A campanha para as eleições de 2006 estabelece um gigantesco desafio de discernimento para a opinião pública nacional. No final do ano que vem, estaremos celebrando o resgate de alguma dignidade nas redações, ou estaremos lamentando, como em 1989, a submissão dos editores à vontade dos marqueteiros políticos. O jogo já começou, e não promete oferecer ao leitor o melhor espetáculo em termos de equilíbrio informativo.

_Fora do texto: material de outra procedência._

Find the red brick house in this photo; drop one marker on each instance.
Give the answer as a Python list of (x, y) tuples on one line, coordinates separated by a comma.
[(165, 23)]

Em 1989, com os grandes jornais e revistas semanais babando sobre o badalado charme de Fernando Collor e sua corte alagoana, o espetáculo das manipulações encontrou uma sociedade ainda muito dependente dos diários e da televisão comercial. De lá para cá, a internet se impôs sobre o oceano midiático como um tsunami que não quer recuar, a TV paga multiplicou as alternativas de noticiário e a imprensa diária perdeu mais de um milhão de leitores.
Um dos ícones desse tempo repousa, bem escondido em algumas poucas gavetas, longe dos olhos do público: a preciosa edição-piloto, gestada durante mais de seis meses na redação do Estado de S.Paulo, de uma revista que deveria marcar a grande ofensiva do tradicional jornal paulista sobre a concorrência. Pífia, pobre e provinciana, trazia na capa uma ‘reportagem’ sobre os ‘príncipes do Brasil’ – ninguém menos do que os dois filhos do então presidente. Caras não faria pior.
Nada a oferecer
Mas a imprensa amadureceu e aprendeu algumas sutilezas. Por exemplo, os almoços com próceres do PSDB já não são noticiados, embora nas redações se comente a coincidência entre esses encontros e o incremento de pautas encomendadas, especialmente às editorias de Política e Economia. Neste mês de maio, uma mesma pauta brotou simultaneamente na Folha e no Estado.
Enquanto isso, a área de comunicação do governo petista segue desfilando arrogância e incompetência, oferecendo justificativas para o mais frio dos observadores a respeito de certa dificuldade do partido em compreender o sentido da imprensa na sociedade democrática. Entre uma e outra força política, as possibilidades de a opinião pública vir a receber informação confiável e de qualidade nos próximos meses tende a cair sensivelmente.
Não é mera coincidência que praticamente todos os editores que participaram do Curso Master de Jornalismo desde 1998 tenham sido afastados de seus cargos ou demitidos logo após haverem tentado aplicar em suas redações o resultado de um ambicioso programa-modelo de cobertura eleitoral. O curso, aplicado pelo Centro de Estudos Universitários – entidade vinculada à Universidade de Navarra, Espanha, e ligada à organização católica Opus Dei – permitia estruturar uma cobertura menos vulnerável à editorialização do noticiário político e estabelecia padrões éticos muito claros sobre o tratamento de pesquisas eleitorais, além de habituar os editores a considerar quase diariamente o efeito de cada edição na opinião pública.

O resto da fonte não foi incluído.